And what about the sex?


----------



## Leahdorus (Jul 28, 2008)

MarkTwain said:


> And what about the sex?


LOL! I love that you always want to talk about the sex in every thread. :smthumbup:

Twice in two weeks, which is far more than I'd been getting pre-affair. We're both sick with colds right now, but if we're feeling better over the weekend, I may initiate it again and see what happens. It's good sex but not quite the same as it used to be. He's quieter and less engaged, but still pays attention to my needs as he always has.

Jeez, I hope he's not reading all this... :-/


----------



## MarkTwain (Aug 1, 2008)

I would not over do the guilt thing. You were not getting much attention in the past, so as judge and jury, I would have let you off 

And look at the result. Even though he is playing the "wronged party" like a luvie at an amateur theatre production, you are actually getting more of what you want.


----------



## Leahdorus (Jul 28, 2008)

Another update...

Hubby and I talked last night a little bit, and I learned that while I've been making all these changes because I need and want to, he has been pretending that things are "normal" in the hopes that things would just click into place. So all those things I thought was him trying, maybe it wasn't? I guess pretending and trying could be seen as the same thing, if you want to look at it that way, but that's not how he thinks of it, apparently.
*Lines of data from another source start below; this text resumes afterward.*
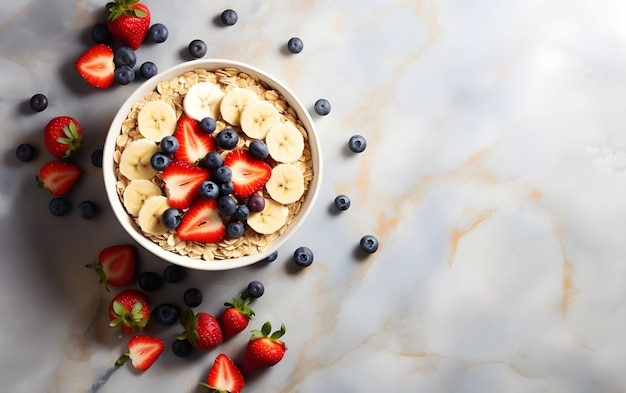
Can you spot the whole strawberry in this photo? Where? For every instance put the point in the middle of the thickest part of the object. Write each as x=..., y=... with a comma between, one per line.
x=62, y=136
x=128, y=21
x=264, y=349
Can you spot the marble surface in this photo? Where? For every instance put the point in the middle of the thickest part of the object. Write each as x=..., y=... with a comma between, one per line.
x=494, y=178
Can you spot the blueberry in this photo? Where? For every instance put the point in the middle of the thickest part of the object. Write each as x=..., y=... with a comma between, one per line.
x=148, y=70
x=192, y=297
x=150, y=281
x=227, y=138
x=303, y=256
x=357, y=143
x=197, y=48
x=38, y=102
x=159, y=161
x=124, y=75
x=258, y=149
x=165, y=314
x=25, y=152
x=295, y=45
x=59, y=206
x=322, y=107
x=229, y=17
x=234, y=229
x=171, y=218
x=369, y=244
x=255, y=289
x=342, y=202
x=169, y=144
x=124, y=55
x=209, y=190
x=87, y=210
x=158, y=33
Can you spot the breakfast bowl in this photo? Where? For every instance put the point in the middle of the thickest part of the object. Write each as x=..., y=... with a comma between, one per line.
x=212, y=164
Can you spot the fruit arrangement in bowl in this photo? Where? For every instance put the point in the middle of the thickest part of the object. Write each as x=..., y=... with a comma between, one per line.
x=212, y=164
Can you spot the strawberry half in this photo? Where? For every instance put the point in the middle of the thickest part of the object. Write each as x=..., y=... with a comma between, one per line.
x=249, y=174
x=58, y=177
x=202, y=223
x=224, y=376
x=115, y=265
x=96, y=66
x=182, y=180
x=193, y=142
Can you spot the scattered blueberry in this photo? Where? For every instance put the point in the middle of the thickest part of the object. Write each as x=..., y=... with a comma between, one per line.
x=192, y=297
x=38, y=102
x=197, y=48
x=357, y=143
x=295, y=45
x=369, y=244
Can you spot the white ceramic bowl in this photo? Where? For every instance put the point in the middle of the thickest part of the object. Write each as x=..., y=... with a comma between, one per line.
x=127, y=222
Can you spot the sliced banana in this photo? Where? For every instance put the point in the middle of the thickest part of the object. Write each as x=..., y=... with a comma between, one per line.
x=156, y=120
x=203, y=100
x=286, y=185
x=284, y=142
x=233, y=103
x=257, y=119
x=136, y=192
x=135, y=159
x=270, y=219
x=149, y=218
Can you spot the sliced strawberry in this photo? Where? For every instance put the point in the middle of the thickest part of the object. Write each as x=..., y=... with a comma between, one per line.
x=182, y=180
x=194, y=143
x=249, y=174
x=202, y=223
x=96, y=66
x=58, y=176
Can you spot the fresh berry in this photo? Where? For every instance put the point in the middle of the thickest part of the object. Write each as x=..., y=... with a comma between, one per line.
x=369, y=244
x=202, y=330
x=144, y=350
x=265, y=349
x=249, y=174
x=38, y=102
x=58, y=177
x=303, y=256
x=202, y=223
x=25, y=152
x=322, y=107
x=128, y=21
x=194, y=144
x=96, y=66
x=357, y=143
x=130, y=311
x=192, y=297
x=182, y=180
x=63, y=136
x=295, y=45
x=115, y=265
x=165, y=314
x=158, y=33
x=235, y=317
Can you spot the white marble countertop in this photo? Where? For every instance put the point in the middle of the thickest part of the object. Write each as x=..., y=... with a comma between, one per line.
x=494, y=178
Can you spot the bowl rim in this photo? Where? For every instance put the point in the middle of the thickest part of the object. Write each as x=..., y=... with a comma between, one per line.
x=128, y=223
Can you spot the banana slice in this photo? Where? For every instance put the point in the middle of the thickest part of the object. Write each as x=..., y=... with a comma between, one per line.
x=203, y=100
x=136, y=192
x=284, y=142
x=149, y=218
x=233, y=103
x=156, y=120
x=257, y=119
x=270, y=219
x=286, y=185
x=135, y=159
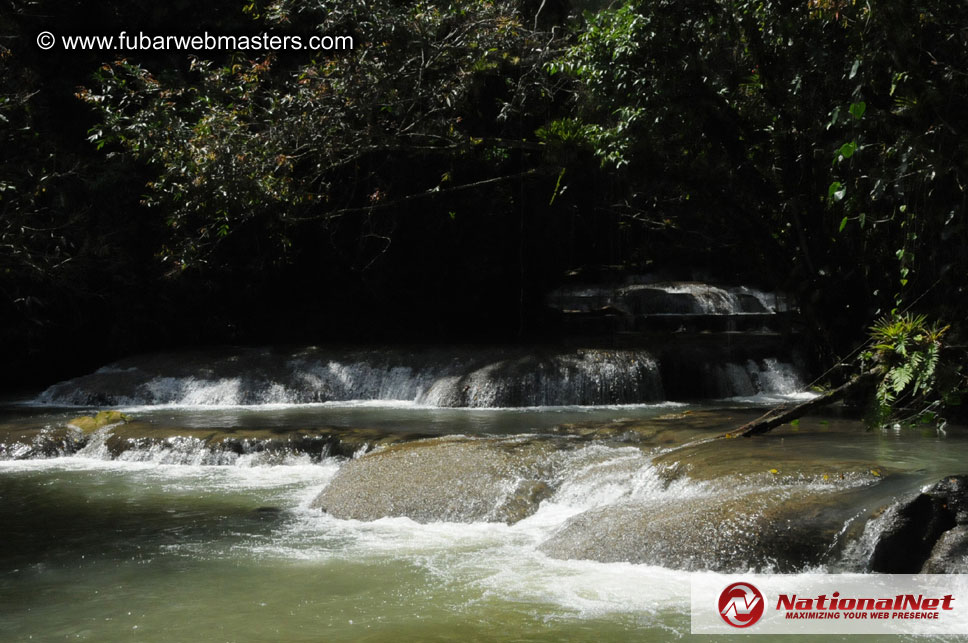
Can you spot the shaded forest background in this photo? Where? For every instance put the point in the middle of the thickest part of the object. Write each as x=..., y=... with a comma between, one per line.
x=465, y=158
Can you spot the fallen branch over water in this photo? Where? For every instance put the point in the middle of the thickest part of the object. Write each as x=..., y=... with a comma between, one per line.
x=780, y=416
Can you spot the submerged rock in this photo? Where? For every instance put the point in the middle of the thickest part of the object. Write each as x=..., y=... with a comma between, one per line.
x=782, y=530
x=451, y=480
x=926, y=533
x=89, y=424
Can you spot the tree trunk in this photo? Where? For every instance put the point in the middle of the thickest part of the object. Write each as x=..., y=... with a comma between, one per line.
x=776, y=417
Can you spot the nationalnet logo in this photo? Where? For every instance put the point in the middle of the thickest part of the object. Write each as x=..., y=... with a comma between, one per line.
x=830, y=604
x=741, y=605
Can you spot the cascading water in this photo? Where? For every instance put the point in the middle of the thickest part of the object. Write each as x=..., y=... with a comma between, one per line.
x=358, y=488
x=462, y=378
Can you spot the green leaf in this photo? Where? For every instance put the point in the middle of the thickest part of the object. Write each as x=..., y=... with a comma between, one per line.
x=857, y=109
x=836, y=191
x=847, y=149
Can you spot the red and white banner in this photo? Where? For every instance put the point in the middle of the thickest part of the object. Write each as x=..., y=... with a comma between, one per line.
x=924, y=604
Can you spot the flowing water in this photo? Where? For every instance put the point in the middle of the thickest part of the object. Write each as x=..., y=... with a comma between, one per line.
x=162, y=540
x=330, y=494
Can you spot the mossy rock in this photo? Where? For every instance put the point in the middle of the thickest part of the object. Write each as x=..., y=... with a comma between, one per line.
x=89, y=424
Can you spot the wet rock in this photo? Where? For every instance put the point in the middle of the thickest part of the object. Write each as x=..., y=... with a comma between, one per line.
x=89, y=424
x=950, y=553
x=914, y=529
x=451, y=480
x=781, y=530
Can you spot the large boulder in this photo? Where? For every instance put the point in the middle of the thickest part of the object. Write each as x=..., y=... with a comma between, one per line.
x=444, y=480
x=780, y=529
x=920, y=534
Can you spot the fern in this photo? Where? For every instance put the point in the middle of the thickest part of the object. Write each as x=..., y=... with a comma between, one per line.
x=908, y=348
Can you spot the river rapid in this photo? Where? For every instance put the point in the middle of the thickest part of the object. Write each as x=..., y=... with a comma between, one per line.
x=206, y=522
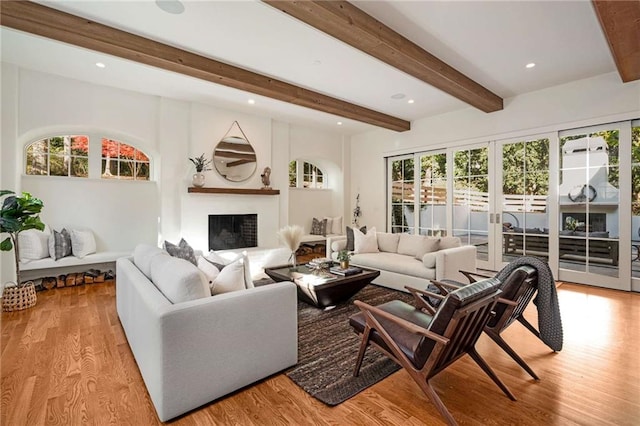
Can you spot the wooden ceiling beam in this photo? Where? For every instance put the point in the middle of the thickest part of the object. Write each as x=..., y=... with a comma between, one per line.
x=54, y=24
x=344, y=21
x=620, y=22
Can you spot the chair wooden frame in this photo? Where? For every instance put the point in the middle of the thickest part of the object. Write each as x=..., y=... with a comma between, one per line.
x=513, y=312
x=459, y=338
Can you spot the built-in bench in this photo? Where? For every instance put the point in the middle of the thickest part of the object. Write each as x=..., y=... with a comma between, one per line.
x=48, y=267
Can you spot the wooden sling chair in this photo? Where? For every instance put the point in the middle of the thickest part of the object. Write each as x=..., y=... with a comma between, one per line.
x=425, y=340
x=517, y=291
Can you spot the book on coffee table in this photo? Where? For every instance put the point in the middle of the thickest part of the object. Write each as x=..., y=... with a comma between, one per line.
x=351, y=270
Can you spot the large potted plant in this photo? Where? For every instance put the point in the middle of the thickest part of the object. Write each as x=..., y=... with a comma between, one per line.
x=18, y=214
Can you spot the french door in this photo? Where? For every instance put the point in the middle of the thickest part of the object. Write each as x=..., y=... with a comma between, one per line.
x=570, y=197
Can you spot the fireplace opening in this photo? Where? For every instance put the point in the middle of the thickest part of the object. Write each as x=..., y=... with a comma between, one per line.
x=597, y=221
x=232, y=231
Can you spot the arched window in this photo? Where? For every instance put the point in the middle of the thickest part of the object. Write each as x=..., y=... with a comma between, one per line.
x=122, y=161
x=66, y=155
x=305, y=175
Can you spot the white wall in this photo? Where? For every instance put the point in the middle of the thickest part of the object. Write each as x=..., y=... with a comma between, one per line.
x=595, y=100
x=36, y=105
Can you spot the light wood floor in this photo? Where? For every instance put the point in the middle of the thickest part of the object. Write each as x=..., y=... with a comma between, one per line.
x=67, y=362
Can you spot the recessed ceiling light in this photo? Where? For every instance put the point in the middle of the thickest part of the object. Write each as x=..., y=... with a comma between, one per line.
x=171, y=6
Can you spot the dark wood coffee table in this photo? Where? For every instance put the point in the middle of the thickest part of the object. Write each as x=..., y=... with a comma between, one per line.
x=324, y=289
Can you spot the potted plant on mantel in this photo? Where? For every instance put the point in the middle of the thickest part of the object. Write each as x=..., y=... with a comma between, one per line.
x=18, y=214
x=202, y=165
x=343, y=257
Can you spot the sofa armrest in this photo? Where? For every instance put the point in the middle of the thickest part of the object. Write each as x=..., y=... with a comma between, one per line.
x=214, y=346
x=340, y=244
x=449, y=262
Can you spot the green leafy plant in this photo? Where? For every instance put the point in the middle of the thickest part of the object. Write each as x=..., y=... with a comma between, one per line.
x=18, y=214
x=202, y=164
x=344, y=256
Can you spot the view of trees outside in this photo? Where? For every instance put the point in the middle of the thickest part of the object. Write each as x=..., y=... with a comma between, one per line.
x=122, y=161
x=312, y=176
x=59, y=156
x=433, y=194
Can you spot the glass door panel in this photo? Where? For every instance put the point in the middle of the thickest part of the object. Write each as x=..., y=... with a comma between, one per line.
x=589, y=203
x=525, y=194
x=635, y=206
x=471, y=199
x=402, y=195
x=433, y=194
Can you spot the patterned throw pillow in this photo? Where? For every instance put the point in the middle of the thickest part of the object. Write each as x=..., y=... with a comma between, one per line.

I had the opportunity to have lunch with an online friend from the UK tomorrow who is here in town for a conference. (Male) friend is only a friend and knows my whole story, and nothing would ever happen b/w us. I told hubby that I was going to skip having lunch w/ the friend in the interest of the marriage. He said I could go, that he knew about this guy and that he knew we were just friends and that I should go because I might not get another chance (since the guy lives so far away). In front of him, I sent the friend a note saying I couldn't go, that I had to put the marriage first and that I hoped he understood. Hubby then said he felt like a huge ass because I'm being so nice and clearly working on making things better but he still isn't able to get into the same space in his head. 

He brought up separation again. I really REALLY don't want this. I asked what he could get from being separated that he couldn't get while at home, besides not seeing me every day. He wasn't sure, but said that he could "be himself". When asked what being himself looked like, again he wasn't sure, but said that he might be more snippy and might yell once in a while. I said that sounded normal and that he might get something out of it. That was pretty much the end of the convo, as he was completely bawling at this point.

Not sure what to do at this point except keep on doing what I'm doing. If it comes to separation again, I sort of am of the mind to say, you want the space then you leave. I don't want to be forced to leave my home and my son (even if it's just trading off weeks) when I am not the one who needs the space. What do you think? Any thoughts on any of this?


----------



## MarkTwain (Aug 1, 2008)

Your husband is being a baby. I don't believe you would have cheated if he had been more attentive. what is the point of you being all contrite and guilty, for him to be just as cold as before. The only difference is that now he feels justified.

If you had higher self esteem in the first place, you would have left him in no doubt about your need years ago. He will miss you when you are gone, off that I am certain. If I were in your shoes, I would tell him he is on the verge of getting what he keeps asking for.

As for the house, you should never let material things come in the way of what you want out of a relationship.


----------